# Feeding time index and mortality in intensive care stroke patients: an exploratory cohort study

**Authors:** Nevzat Mehmet MUTLU, Duygu Karaköse ÇALIŞKAN, Tülay Tunçer PEKER, Özlem Balkız SOYAL, Ayşe Pınar TİTİZ, Behiye Deniz KOSOVALI, Göksal GÜNERHAN, Büşra TEZCAN

PMC · DOI: 10.55730/1300-0144.6140 · 2025-01-05

## TL;DR

This study explores how the timing and duration of feeding in ICU stroke patients relates to their survival, finding that early feeding may help but other factors like disease severity are more critical.

## Contribution

Introduces the Feeding Time Index (FTI) as a novel metric to assess nutritional practices in ICU stroke patients and its potential association with mortality.

## Key findings

- Higher FTI values were linked to lower mortality risk in univariate analysis but not in multivariate models.
- Inability to feed orally and higher APACHE II scores were strong independent predictors of mortality.
- FTI is suggested as a supportive metric for monitoring nutritional practices in ICU stroke patients.

## Abstract

Stroke is a major cause of morbidity and mortality worldwide, with especially high mortality in intensive care unit (ICU) patients, whose prognosis is worsened by dysphagia, malnutrition, and aspiration risk.

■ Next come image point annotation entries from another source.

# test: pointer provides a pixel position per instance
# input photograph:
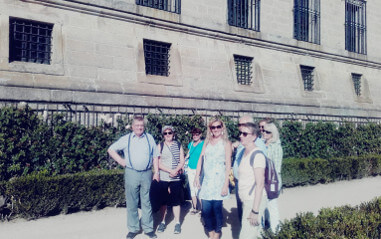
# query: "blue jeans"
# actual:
(137, 186)
(212, 215)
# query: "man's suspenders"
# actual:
(149, 150)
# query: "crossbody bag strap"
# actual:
(252, 164)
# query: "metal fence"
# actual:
(96, 115)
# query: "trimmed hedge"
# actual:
(297, 172)
(39, 195)
(360, 222)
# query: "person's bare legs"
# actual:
(212, 234)
(176, 213)
(163, 213)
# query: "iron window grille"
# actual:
(355, 26)
(243, 68)
(156, 56)
(244, 14)
(307, 20)
(30, 41)
(356, 78)
(308, 77)
(165, 5)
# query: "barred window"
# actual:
(156, 56)
(30, 41)
(308, 77)
(243, 68)
(356, 78)
(244, 14)
(307, 20)
(355, 26)
(165, 5)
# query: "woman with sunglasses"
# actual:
(274, 152)
(193, 156)
(171, 163)
(215, 161)
(251, 183)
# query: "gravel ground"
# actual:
(111, 222)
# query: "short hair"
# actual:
(137, 118)
(209, 131)
(196, 130)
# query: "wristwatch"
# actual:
(252, 210)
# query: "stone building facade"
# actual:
(286, 59)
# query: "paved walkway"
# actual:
(110, 223)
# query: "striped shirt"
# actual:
(170, 158)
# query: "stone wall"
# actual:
(98, 59)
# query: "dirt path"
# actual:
(111, 222)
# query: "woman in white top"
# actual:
(215, 161)
(275, 153)
(251, 183)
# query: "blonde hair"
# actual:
(209, 133)
(274, 131)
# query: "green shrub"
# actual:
(39, 195)
(297, 172)
(362, 221)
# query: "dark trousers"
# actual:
(239, 202)
(212, 215)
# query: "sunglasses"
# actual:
(245, 134)
(216, 127)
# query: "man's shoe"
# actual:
(177, 228)
(131, 235)
(151, 235)
(161, 227)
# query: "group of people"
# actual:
(208, 165)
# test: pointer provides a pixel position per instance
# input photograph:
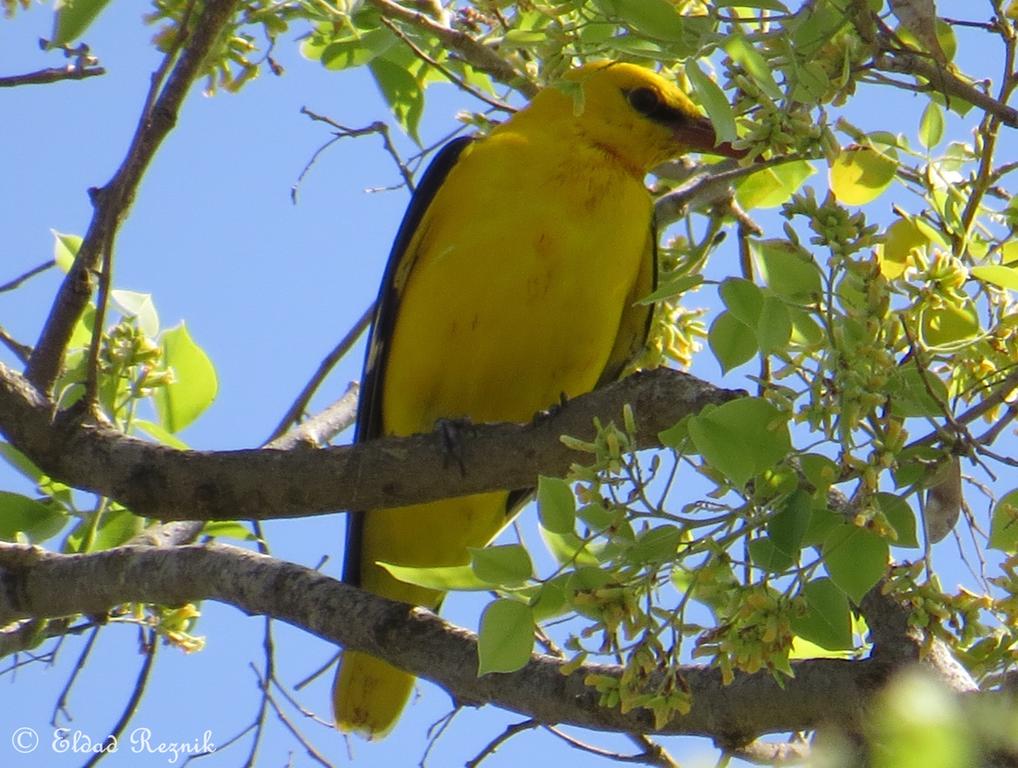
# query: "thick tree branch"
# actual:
(38, 584)
(114, 200)
(258, 484)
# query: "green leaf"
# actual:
(228, 530)
(1005, 277)
(822, 523)
(931, 125)
(402, 93)
(901, 240)
(656, 18)
(556, 505)
(597, 516)
(860, 175)
(568, 548)
(550, 599)
(855, 558)
(731, 341)
(137, 306)
(810, 81)
(771, 187)
(745, 54)
(819, 471)
(767, 555)
(65, 248)
(788, 270)
(950, 325)
(814, 25)
(1004, 524)
(677, 435)
(672, 286)
(775, 328)
(505, 640)
(789, 526)
(901, 517)
(828, 620)
(657, 544)
(507, 565)
(357, 50)
(713, 99)
(743, 298)
(72, 18)
(31, 518)
(193, 386)
(910, 392)
(444, 578)
(741, 438)
(24, 465)
(761, 4)
(116, 527)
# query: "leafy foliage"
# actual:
(880, 340)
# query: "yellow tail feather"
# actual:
(369, 695)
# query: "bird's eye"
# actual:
(644, 101)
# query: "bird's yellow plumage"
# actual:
(513, 281)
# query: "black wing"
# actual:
(370, 404)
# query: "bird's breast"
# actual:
(520, 273)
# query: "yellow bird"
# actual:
(514, 280)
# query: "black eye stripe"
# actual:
(647, 102)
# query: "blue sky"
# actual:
(267, 288)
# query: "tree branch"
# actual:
(477, 54)
(38, 584)
(159, 482)
(940, 79)
(114, 200)
(52, 74)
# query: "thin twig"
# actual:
(505, 735)
(450, 75)
(52, 74)
(306, 680)
(61, 705)
(300, 404)
(344, 131)
(324, 426)
(113, 201)
(16, 282)
(477, 54)
(21, 351)
(289, 725)
(916, 64)
(135, 699)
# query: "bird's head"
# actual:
(634, 113)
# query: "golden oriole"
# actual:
(513, 281)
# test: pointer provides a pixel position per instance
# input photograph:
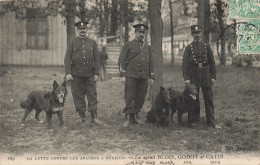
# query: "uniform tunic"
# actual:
(199, 67)
(198, 64)
(82, 61)
(136, 59)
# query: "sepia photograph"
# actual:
(130, 82)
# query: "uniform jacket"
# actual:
(137, 60)
(103, 57)
(198, 64)
(82, 57)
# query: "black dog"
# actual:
(183, 102)
(160, 111)
(50, 102)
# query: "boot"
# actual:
(134, 121)
(82, 116)
(137, 119)
(93, 116)
(128, 120)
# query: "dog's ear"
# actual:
(55, 84)
(47, 95)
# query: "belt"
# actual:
(199, 65)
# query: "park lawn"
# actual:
(236, 100)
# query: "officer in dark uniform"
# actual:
(199, 69)
(82, 67)
(136, 64)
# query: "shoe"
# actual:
(128, 120)
(137, 119)
(82, 117)
(93, 117)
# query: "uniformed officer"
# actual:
(136, 64)
(199, 69)
(82, 67)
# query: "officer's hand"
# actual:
(187, 82)
(150, 81)
(213, 81)
(68, 77)
(95, 78)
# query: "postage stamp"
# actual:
(248, 36)
(244, 9)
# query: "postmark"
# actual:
(240, 9)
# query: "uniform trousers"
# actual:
(82, 87)
(103, 71)
(209, 107)
(135, 92)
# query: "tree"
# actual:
(172, 30)
(220, 15)
(65, 8)
(114, 18)
(156, 23)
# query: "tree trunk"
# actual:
(70, 6)
(126, 20)
(156, 43)
(172, 32)
(221, 25)
(106, 15)
(101, 20)
(114, 18)
(207, 21)
(201, 15)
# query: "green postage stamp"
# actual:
(244, 9)
(248, 36)
(247, 14)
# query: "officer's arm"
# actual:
(123, 57)
(68, 59)
(151, 64)
(211, 63)
(185, 64)
(96, 59)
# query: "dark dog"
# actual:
(50, 102)
(183, 102)
(160, 111)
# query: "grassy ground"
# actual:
(237, 106)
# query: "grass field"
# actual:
(236, 100)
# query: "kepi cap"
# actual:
(140, 27)
(81, 25)
(195, 28)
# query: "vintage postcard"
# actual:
(32, 53)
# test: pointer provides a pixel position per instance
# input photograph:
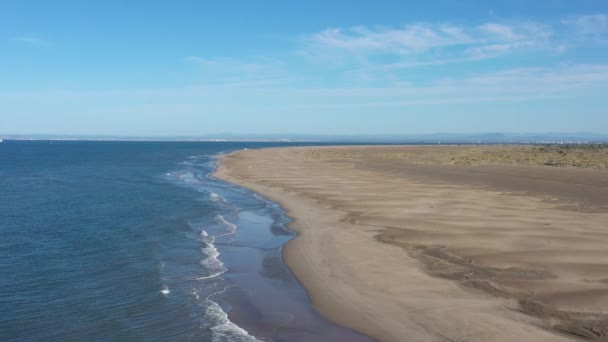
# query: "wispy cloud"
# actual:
(593, 26)
(32, 41)
(419, 44)
(421, 38)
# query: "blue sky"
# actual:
(345, 67)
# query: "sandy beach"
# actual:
(443, 243)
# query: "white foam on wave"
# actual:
(230, 227)
(212, 261)
(217, 198)
(223, 329)
(165, 291)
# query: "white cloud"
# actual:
(500, 31)
(589, 25)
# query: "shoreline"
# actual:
(330, 263)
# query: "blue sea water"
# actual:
(135, 241)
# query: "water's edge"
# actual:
(343, 333)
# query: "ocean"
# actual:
(136, 241)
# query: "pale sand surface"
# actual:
(404, 247)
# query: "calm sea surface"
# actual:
(134, 241)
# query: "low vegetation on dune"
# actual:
(575, 155)
(585, 156)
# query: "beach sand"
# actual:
(427, 243)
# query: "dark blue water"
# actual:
(135, 241)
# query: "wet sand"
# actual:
(408, 247)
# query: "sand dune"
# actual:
(404, 250)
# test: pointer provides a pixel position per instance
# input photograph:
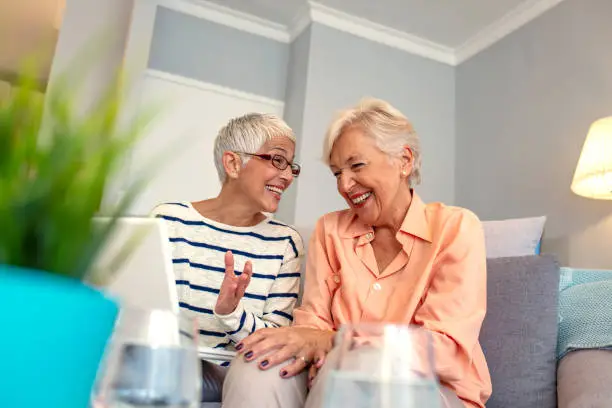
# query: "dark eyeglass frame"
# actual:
(278, 161)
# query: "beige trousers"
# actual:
(246, 386)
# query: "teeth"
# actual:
(274, 189)
(361, 198)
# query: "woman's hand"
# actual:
(233, 287)
(307, 346)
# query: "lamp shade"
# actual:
(593, 176)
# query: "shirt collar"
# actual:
(415, 223)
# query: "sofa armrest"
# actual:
(584, 378)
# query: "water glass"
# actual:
(152, 361)
(382, 366)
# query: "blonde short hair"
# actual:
(247, 134)
(389, 128)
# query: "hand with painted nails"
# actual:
(302, 346)
(232, 287)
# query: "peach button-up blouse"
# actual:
(438, 281)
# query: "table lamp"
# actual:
(593, 175)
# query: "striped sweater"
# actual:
(198, 249)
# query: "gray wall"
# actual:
(295, 99)
(196, 48)
(343, 68)
(523, 110)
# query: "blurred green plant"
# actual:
(56, 162)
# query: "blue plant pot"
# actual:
(54, 331)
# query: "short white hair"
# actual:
(246, 134)
(389, 128)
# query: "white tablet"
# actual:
(146, 278)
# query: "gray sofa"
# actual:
(519, 338)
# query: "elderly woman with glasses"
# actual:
(238, 270)
(388, 258)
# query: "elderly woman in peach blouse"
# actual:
(389, 257)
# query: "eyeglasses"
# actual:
(278, 161)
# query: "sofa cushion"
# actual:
(519, 333)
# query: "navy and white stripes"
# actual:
(198, 249)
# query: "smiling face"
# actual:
(263, 183)
(371, 182)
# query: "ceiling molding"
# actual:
(230, 17)
(381, 34)
(339, 20)
(300, 22)
(515, 19)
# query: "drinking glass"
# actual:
(152, 361)
(382, 366)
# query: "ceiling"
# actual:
(450, 23)
(28, 28)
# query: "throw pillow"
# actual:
(513, 237)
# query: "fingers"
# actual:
(319, 358)
(249, 342)
(229, 264)
(280, 355)
(244, 280)
(294, 368)
(317, 363)
(312, 373)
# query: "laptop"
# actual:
(149, 263)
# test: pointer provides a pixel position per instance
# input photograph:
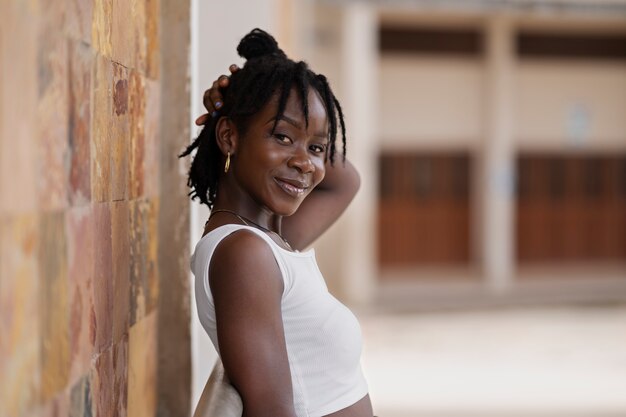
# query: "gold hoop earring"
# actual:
(227, 163)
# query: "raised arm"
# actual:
(323, 206)
(247, 286)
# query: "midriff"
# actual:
(361, 408)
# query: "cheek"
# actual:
(320, 171)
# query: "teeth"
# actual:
(291, 189)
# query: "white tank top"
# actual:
(322, 335)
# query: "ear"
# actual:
(226, 135)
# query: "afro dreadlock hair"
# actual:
(267, 73)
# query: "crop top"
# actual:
(323, 337)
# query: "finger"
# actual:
(202, 120)
(207, 98)
(215, 94)
(223, 81)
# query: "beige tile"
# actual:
(120, 134)
(81, 64)
(101, 26)
(152, 139)
(53, 304)
(19, 309)
(81, 257)
(122, 34)
(142, 354)
(143, 258)
(101, 129)
(79, 18)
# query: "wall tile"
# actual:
(152, 38)
(18, 115)
(120, 377)
(81, 398)
(152, 138)
(101, 26)
(122, 34)
(52, 117)
(81, 62)
(79, 17)
(19, 309)
(137, 108)
(58, 406)
(101, 380)
(143, 258)
(120, 134)
(120, 219)
(142, 367)
(80, 246)
(54, 308)
(101, 129)
(140, 49)
(103, 278)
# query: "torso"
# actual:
(361, 408)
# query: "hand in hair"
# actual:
(212, 98)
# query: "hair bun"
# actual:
(258, 43)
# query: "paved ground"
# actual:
(507, 362)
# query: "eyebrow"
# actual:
(297, 124)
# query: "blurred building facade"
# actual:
(492, 141)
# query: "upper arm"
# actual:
(247, 287)
(323, 206)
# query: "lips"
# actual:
(293, 187)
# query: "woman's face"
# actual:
(278, 170)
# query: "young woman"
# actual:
(267, 167)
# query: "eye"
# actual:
(318, 148)
(284, 139)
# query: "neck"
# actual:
(250, 211)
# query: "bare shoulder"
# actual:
(247, 289)
(242, 262)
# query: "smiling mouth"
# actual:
(291, 189)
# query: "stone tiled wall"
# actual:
(93, 208)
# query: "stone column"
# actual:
(359, 63)
(495, 179)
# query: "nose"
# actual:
(301, 161)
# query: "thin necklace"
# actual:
(250, 223)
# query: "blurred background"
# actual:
(485, 255)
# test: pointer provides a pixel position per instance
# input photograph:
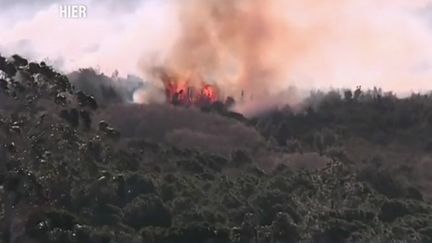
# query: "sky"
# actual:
(322, 44)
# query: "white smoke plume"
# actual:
(257, 46)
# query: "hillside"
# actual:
(345, 166)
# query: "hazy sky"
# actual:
(386, 43)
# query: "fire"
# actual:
(188, 91)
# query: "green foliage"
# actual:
(66, 178)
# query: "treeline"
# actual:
(68, 177)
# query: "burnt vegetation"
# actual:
(67, 175)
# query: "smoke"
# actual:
(259, 47)
(184, 128)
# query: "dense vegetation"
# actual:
(67, 177)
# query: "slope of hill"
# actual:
(144, 174)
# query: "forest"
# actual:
(80, 163)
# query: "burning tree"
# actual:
(188, 90)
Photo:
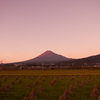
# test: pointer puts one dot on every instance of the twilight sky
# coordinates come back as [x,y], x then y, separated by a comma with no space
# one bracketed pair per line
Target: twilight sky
[67,27]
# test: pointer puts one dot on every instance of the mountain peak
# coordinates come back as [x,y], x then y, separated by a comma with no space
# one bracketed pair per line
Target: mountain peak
[47,57]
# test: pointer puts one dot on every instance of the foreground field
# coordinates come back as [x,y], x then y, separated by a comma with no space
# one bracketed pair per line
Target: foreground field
[17,85]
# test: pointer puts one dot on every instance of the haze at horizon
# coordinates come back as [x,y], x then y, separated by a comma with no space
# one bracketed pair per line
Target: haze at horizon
[67,27]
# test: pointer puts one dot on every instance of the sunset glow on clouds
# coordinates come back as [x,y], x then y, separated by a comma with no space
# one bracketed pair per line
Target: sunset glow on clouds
[67,27]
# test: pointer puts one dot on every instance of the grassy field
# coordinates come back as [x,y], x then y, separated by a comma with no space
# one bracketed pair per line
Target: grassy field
[61,80]
[52,72]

The Feeding Time Index (FTI)—defined as the ratio of feeding days to total ICU length of stay—quantified nutritional exposure. This exploratory cohort study aimed to evaluate the association between FTI and mortality in ICU patients with acute ischemic stroke (IS) or hemorrhagic stroke (HS) and to examine the potential role of FTI, together with the Acute Physiology and Chronic Health Evaluation II (APACHE II) score and oral feeding status, as a supportive metric for quantitative assessment of nutritional practices.

In this retrospective observational study, 239 stroke patients admitted to the ICU were analyzed. Demographic data, clinical characteristics, APACHE II scores, time to feeding initiation, feeding routes, and FTI values were collected. Univariate and multivariate Cox regression analyses were performed to identify independent predictors of mortality.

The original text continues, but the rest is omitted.